Лампадки на месте гибели протестующих, улица Грушевского
Думаю, Украина достаточно быстро разочаровалась в Петре Порошенко. Он отстаивал Украину в войне с Россией, но в определенном смысле это не самое главное. Самое главное было найти модель, в которой украинцы смогли бы взаимодействовать между собой на базе доверия.
- Как вы считаете, жертвы расстрела на Майдане были не напрасны?
- Они были не напрасны, потому что я как историк смотрю на другие процессы. Такие процессы, бунты вынуждены заканчиваться большим взрывом. Хотелось бы, чтобы в Украине поменялось намного больше. Пункт "поменять Украину к лучшему" никуда не делся из повестки дня.
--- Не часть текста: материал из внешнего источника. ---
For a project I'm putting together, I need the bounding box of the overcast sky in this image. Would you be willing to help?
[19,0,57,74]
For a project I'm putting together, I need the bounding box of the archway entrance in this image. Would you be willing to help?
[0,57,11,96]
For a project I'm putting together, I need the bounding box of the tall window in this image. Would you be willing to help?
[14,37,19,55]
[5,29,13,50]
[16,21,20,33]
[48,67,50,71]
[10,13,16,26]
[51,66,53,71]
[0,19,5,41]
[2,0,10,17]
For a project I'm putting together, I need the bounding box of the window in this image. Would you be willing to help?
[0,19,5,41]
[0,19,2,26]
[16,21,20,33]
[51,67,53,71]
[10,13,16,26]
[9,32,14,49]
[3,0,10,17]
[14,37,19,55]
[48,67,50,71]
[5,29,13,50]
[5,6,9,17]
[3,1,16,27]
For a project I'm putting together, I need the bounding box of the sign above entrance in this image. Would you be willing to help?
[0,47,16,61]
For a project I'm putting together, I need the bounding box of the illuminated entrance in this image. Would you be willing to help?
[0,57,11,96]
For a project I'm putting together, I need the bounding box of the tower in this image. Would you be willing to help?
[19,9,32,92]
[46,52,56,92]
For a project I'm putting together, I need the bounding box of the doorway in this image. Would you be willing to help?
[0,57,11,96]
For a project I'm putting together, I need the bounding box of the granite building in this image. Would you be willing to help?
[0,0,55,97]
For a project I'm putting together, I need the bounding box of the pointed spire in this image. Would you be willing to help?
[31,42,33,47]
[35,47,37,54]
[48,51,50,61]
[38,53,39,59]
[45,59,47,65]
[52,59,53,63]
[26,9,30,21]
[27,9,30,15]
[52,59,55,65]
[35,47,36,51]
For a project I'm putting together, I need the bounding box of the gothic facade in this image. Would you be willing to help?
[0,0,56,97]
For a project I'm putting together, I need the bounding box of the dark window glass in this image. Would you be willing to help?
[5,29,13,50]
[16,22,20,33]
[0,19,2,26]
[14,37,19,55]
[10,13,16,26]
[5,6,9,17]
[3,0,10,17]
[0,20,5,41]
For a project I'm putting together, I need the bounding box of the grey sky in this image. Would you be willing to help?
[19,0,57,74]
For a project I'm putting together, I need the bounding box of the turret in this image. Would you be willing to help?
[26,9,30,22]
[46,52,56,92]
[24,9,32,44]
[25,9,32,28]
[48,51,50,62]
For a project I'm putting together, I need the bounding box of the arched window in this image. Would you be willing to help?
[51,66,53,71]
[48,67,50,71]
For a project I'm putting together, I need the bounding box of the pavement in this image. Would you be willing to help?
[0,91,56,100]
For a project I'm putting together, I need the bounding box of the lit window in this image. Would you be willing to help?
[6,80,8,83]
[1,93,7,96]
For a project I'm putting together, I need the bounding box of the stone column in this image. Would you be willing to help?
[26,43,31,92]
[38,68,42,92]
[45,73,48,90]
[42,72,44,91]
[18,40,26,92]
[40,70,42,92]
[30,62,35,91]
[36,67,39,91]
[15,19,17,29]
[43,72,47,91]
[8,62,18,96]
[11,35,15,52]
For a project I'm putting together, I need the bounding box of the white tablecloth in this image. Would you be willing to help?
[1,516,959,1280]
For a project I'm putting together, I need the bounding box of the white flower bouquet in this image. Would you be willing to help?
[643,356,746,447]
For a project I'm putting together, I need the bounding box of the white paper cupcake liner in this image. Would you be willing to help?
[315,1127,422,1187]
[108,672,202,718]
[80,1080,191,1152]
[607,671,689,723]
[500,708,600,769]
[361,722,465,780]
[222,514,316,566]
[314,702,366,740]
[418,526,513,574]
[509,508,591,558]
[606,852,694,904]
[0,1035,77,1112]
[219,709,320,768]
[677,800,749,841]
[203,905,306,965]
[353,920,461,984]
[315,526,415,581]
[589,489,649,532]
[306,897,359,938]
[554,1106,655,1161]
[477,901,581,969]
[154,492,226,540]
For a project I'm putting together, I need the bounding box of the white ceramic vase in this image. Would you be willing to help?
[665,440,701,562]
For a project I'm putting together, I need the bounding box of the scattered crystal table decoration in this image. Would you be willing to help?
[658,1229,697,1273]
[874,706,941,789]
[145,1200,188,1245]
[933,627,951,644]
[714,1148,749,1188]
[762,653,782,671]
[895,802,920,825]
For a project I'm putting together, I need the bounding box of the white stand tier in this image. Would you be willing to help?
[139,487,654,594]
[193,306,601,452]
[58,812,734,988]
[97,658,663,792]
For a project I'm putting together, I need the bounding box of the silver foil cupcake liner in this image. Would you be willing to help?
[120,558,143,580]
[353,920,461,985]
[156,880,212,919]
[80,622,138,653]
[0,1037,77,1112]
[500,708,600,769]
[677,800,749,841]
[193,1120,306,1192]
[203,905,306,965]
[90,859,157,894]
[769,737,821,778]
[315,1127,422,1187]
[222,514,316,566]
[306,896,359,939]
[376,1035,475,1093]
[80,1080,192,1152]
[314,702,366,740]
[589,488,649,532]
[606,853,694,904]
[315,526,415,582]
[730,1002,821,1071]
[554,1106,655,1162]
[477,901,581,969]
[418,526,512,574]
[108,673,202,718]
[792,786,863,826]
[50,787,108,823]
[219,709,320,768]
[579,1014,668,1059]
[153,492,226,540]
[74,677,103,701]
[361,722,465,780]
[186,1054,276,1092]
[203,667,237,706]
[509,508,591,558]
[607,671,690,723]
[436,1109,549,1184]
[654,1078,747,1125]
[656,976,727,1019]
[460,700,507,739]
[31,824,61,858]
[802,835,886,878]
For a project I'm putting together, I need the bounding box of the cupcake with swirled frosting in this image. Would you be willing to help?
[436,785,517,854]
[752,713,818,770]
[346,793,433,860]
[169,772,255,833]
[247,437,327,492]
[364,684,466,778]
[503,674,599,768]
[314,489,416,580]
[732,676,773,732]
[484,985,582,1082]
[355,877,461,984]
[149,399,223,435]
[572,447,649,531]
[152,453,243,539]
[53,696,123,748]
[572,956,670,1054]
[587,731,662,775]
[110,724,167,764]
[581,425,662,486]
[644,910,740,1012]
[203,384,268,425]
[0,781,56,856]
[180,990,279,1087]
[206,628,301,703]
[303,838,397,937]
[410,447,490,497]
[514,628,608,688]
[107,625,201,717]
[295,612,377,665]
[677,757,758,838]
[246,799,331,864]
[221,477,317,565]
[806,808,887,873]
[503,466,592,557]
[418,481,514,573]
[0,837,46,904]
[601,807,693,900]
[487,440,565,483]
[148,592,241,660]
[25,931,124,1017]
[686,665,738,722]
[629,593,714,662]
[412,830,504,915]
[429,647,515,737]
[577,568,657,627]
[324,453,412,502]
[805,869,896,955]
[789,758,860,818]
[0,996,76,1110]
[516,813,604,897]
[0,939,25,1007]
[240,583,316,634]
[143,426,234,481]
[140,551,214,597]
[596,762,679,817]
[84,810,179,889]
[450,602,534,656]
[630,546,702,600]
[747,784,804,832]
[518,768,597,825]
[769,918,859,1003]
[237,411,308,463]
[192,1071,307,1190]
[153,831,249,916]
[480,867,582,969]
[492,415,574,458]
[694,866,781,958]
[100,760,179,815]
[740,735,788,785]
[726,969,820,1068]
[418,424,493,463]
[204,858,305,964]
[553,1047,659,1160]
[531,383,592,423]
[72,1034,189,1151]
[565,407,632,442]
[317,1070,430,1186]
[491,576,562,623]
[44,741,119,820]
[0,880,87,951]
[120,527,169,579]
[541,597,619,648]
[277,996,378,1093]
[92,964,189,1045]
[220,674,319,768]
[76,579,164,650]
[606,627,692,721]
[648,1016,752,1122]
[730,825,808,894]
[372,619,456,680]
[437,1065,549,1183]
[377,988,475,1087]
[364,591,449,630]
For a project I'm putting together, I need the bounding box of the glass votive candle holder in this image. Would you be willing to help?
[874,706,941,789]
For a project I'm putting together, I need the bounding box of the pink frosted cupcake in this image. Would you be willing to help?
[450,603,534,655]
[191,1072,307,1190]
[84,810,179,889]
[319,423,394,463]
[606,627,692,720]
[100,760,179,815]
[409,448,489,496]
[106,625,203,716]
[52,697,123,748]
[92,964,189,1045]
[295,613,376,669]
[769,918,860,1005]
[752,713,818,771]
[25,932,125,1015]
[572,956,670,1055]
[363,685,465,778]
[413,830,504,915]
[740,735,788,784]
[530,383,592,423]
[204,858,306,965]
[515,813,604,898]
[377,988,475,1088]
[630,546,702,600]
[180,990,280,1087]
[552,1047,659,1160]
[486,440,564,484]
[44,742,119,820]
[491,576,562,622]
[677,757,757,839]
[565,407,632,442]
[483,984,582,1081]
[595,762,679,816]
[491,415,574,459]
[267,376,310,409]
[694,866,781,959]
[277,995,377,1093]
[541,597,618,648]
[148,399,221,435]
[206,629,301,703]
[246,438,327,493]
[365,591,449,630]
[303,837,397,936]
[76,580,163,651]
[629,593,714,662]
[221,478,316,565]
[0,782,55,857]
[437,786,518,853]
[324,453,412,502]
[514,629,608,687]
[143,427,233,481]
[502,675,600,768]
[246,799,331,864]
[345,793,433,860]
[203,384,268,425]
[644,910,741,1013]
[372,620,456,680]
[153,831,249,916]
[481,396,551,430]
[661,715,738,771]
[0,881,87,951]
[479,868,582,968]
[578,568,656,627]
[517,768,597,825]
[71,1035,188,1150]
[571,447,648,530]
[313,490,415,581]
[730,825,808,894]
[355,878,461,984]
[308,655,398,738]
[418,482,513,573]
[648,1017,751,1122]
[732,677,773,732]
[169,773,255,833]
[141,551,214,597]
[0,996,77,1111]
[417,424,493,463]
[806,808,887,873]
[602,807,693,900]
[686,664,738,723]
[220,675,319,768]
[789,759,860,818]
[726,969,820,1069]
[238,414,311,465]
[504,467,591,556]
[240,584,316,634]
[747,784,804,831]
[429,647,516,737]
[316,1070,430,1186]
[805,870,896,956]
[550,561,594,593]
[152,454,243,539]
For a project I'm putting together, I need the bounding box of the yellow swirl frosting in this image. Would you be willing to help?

Сейчас политики вынуждены хотя бы делать вид, что они что-то делают.
Если сравнить с результатами "Оранжевой революции", то Виктор Ющенко немножко украинифицировал восприятие истории, делал акцент на Голодомор, но практически ничего не изменил в плане уничтожения коррупции и управления страной - а это повседневные и важные вещи.
"Оранжевую революцию" спустя шесть лет никто и не вспомнил. А Революцию Достоинства мы еще долго будем вспоминать. В том числе и благодаря Путину. Ведь Евромайдан имел поддержку в основном на западе и в центре страны, а на востоке и юге к нему относились скептически. Но когда Путин пошел со своими танками, то многие люди там поняли, что не хотят войны. Они поняли, что в некотором смысле они украинцы – не все, конечно, остается много "ватников".
К примеру, знакомая моя говорила: "участники Майдана сами виноваты, участвовали в каком-то бунте, понимали, что рискуют. А когда Путин напал, он нас обидел, мы ведь вообще не при чем". И вот она начала помогать волонтерам и собирать деньги для фронта.